Lorsque vous vous trouvez à genoux devant le prêtre, croyez que c’est à Dieu Lui-même que vous vous confiez. Après un signe de croix, demandez pardon à Dieu et dites vos péchés sans chercher à dissimuler ni leurs circonstances ni les pensées qui les ont accompagnés : cela ne se nomme pas scrupules mais vérité. S’il s’agissait d’une enquête policière pour arrêter un dangereux malfaiteur, vous n’hésiteriez pas à livrer toutes les informations en votre possession pour le bien de tous. Sachez donc faire de même pour le bien de votre âme ! Il s’agit, dans la Confession, de chasser le Démon et de vous débarrasser de son emprise. Ayez donc l’humilité et l’honnêteté de tout confier au Seigneur dans l’amour et le désir de Le voir de nouveau régner dans votre âme. Accusez-vous ensuite de tous les péchés que vous avez pu oublier, et de tout le bien que vous avez eu le désir d’accomplir mais la paresse de ne pas réaliser. Enfin viennent les conseils de votre confesseur à qui vous devez demander, en même temps qu’à Dieu, pénitence et absolution.

La pénitence est comme le montant d’une dette, mais elle reste toujours disproportionnée par rapport au poids de vos péchés. Elle consiste en une ou plusieurs prières mais aussi, et mieux encore, en un redressement spirituel portant sur certains points précis de votre caractère ou de votre comportement : efforts fréquents, efforts permanents, réforme intérieure – tout cela non point dans un esprit de punition mais dans un esprit d’amour. Quelle joie, en effet, que de faire des efforts pour être agréable à son Seigneur !

L’absolution vous doit être un soulagement, car le Seigneur vous y parle et vous dit :

 

« Mon enfant, va en paix.
Ne sois plus chagriné par tes fautes.
Elles ont été intégrées,
Par ta démarche humble et amoureuse,
Au poids de Mon Calvaire.
Je suis si heureux que tu sois venu
Me confier ton cœur.
À présent, ton âme est prête
À Me recevoir
Dans la Sainte Communion. »

 

Quelle récompense, en effet, que de pouvoir recevoir le Seigneur dans une âme pure ! Pensez-y, chers amis, et n’hésitez plus à consulter un prêtre aussi souvent que votre âme le réclame. Dans cette perspective, nous vous recommandons une fois encore d’apprendre à faire la différence entre ce qui plaît au Père et ce qui comble vos sens corporels et votre petite personne, entre le Bien et le bien-être terrestre, entre la vraie charité, qui respecte les Commandements de Dieu et de l’Église par amour pour le Père, et la fausse charité souvent mêlée de sensiblerie, qui n’hésite pas à transgresser la Loi au nom des « droits de l’homme » et de la « liberté » ! La dégradation des mœurs et la destruction progressive des valeurs ont pour origine cette nouvelle morale qui se soucie fort peu de Dieu. Ne la suivez pas, chers frères, car elle est inspirée à l’homme corrompu par le Démon, qui une nouvelle fois est parvenu à le séduire. Lorsque vous vous confessez, ne la prenez pas comme point de référence, mais jugez toujours de vos actes en fonction de l’Enseignement de l’Église. Si vous connaissez cet Enseignement et que malgré tout vous le transgressiez, vous péchez gravement contre Dieu et contre votre identité chrétienne. Sachez donc vous montrer fermes envers vous-mêmes et ne pas céder à la facilité. Se dire chrétien est une chose, l’être vraiment en est une autre !…
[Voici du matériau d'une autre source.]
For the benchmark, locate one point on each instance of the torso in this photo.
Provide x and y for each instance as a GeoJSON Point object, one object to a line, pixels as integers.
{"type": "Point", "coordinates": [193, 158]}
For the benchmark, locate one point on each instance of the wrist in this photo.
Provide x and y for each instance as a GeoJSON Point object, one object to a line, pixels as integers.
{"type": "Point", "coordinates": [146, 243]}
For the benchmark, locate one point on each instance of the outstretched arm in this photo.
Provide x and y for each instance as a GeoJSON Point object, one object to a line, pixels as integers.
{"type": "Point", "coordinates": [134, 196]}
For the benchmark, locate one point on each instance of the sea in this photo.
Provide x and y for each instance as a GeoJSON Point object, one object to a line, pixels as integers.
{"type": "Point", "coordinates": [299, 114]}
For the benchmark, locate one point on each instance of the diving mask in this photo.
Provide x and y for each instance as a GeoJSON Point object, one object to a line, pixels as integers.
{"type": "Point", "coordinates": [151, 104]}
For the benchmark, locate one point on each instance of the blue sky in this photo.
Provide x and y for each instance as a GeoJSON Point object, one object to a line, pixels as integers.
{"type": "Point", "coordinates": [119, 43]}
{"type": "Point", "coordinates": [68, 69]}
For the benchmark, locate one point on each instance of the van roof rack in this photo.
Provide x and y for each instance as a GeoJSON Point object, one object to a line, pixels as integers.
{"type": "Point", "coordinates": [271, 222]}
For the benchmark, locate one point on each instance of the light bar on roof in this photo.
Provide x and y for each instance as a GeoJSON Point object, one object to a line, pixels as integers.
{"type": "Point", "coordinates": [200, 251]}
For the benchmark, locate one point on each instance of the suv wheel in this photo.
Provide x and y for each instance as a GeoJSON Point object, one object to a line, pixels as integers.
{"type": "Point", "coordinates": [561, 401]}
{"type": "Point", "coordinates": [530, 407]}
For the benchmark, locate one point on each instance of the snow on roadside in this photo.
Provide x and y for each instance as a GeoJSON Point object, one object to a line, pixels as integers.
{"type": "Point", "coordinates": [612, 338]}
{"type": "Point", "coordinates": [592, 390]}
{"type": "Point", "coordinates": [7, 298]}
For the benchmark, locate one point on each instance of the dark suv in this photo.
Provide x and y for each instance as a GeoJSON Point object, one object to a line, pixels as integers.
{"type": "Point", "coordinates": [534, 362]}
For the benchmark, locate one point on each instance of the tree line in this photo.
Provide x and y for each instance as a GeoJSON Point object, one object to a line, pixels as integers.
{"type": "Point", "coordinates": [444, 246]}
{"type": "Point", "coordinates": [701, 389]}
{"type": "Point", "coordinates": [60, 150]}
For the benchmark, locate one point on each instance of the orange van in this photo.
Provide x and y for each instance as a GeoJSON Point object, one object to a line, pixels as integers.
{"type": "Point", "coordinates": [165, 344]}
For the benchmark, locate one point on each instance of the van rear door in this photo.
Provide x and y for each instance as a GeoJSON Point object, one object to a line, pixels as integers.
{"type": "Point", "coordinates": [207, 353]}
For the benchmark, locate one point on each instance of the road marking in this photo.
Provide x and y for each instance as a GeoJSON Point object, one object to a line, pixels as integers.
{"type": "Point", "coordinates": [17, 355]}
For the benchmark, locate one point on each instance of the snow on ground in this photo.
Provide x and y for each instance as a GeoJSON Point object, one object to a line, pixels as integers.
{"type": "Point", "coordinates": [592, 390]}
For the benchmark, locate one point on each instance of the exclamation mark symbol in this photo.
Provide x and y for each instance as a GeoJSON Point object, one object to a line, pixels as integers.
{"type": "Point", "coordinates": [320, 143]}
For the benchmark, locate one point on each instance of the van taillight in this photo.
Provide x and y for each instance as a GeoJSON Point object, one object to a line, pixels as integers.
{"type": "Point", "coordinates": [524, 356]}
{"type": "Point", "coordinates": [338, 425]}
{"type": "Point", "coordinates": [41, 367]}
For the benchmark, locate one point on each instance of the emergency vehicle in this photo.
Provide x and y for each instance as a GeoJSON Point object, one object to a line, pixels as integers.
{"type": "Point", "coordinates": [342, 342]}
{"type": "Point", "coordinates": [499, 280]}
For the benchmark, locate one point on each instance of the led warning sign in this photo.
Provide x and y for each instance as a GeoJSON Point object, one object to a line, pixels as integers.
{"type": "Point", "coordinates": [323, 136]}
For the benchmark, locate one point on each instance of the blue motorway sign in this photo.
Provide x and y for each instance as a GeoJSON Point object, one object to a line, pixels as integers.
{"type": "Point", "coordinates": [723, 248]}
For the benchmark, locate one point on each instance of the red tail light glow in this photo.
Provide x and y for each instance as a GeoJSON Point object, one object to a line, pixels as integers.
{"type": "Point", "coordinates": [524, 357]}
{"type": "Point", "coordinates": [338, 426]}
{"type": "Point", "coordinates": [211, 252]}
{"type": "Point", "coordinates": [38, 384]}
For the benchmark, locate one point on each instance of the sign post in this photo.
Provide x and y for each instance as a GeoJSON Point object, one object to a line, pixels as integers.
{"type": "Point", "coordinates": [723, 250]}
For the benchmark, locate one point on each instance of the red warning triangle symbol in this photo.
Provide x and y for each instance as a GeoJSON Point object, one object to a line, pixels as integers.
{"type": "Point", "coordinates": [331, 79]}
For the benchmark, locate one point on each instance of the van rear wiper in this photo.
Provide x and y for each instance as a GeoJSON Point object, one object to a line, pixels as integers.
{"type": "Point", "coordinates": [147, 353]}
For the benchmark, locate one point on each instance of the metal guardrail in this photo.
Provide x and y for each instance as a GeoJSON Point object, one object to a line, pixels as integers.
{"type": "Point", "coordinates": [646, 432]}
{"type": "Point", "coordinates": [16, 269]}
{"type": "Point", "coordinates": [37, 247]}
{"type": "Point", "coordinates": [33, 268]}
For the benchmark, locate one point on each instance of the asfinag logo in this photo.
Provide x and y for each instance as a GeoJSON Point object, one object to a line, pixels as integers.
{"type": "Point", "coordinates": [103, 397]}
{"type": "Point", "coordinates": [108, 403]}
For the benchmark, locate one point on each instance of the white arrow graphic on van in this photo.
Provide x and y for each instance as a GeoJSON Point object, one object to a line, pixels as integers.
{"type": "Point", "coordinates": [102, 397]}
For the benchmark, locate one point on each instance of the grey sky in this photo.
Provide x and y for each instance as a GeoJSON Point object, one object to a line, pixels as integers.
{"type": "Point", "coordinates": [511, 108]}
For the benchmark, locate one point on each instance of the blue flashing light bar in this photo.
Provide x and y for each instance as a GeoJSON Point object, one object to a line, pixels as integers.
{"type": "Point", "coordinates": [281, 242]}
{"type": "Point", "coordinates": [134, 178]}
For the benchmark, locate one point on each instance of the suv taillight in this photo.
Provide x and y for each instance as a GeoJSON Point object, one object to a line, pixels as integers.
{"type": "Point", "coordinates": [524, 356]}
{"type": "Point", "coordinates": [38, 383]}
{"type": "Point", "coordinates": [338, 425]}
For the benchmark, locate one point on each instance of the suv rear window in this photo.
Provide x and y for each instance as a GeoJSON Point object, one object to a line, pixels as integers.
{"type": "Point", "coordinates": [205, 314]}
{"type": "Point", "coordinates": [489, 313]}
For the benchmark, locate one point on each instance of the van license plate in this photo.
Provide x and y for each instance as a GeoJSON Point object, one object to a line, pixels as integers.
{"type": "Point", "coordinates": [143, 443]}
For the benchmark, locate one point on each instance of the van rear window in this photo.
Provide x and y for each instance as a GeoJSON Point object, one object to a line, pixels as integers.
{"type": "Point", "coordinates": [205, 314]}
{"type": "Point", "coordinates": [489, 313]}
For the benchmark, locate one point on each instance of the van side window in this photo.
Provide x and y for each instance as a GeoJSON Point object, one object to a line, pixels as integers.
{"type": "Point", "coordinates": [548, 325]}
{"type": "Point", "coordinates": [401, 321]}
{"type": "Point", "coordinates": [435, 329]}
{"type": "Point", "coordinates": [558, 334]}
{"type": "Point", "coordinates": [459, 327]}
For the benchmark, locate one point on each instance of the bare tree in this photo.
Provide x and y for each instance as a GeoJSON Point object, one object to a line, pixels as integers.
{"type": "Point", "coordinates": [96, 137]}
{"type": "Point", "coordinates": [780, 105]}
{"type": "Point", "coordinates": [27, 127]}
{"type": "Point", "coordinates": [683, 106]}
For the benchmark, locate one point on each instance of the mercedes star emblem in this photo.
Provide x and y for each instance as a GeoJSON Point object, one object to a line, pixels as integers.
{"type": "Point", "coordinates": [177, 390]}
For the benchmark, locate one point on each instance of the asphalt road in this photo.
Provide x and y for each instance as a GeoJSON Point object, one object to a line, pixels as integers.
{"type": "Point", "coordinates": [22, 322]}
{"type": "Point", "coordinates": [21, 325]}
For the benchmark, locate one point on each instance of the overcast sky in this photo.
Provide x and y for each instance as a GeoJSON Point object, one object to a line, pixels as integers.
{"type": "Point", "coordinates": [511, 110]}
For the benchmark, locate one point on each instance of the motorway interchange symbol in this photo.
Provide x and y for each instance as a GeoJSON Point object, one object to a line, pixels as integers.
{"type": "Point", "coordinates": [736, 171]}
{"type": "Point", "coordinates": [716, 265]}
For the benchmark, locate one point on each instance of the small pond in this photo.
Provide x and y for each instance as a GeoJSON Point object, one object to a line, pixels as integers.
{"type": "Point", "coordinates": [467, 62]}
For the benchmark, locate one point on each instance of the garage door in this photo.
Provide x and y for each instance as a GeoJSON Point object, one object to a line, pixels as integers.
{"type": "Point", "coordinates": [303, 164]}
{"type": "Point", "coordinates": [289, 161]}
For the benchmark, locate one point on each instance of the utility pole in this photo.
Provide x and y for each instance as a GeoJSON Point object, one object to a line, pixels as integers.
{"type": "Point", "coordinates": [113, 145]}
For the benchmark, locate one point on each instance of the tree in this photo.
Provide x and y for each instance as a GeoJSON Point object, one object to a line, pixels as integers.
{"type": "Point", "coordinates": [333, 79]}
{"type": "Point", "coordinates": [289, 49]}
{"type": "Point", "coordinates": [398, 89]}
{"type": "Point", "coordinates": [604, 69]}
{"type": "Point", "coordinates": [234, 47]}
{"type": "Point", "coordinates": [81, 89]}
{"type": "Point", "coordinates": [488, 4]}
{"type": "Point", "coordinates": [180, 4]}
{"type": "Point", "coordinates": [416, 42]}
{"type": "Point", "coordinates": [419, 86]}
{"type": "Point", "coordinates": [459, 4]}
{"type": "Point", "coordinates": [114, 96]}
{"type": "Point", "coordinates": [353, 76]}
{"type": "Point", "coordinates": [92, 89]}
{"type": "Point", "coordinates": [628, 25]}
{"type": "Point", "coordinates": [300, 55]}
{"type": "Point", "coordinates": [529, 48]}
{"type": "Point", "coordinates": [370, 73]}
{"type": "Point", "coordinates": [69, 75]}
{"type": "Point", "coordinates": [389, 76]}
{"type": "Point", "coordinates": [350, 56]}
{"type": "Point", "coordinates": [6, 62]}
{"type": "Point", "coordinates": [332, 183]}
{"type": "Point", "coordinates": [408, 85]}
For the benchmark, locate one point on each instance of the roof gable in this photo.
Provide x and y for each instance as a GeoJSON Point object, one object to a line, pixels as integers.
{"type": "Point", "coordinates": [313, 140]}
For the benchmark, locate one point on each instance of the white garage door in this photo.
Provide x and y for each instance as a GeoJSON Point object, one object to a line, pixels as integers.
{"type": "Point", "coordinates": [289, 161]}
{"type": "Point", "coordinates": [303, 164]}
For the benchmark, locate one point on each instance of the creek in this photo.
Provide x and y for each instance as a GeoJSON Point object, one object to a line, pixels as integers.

Frères, dans ce combat de tous les jours contre le Mal et les fausses valeurs, soyez assurés de notre amour pour vous, de notre soutien et de notre intercession auprès du Maître dans la Communion des Saints. Que tous les conseils que nous nous efforçons de vous prodiguer vous éclairent et fortifient votre foi. Que la Très Sainte Vierge vous protège. Que le Seigneur enfin vous bénisse et vous guide toujours.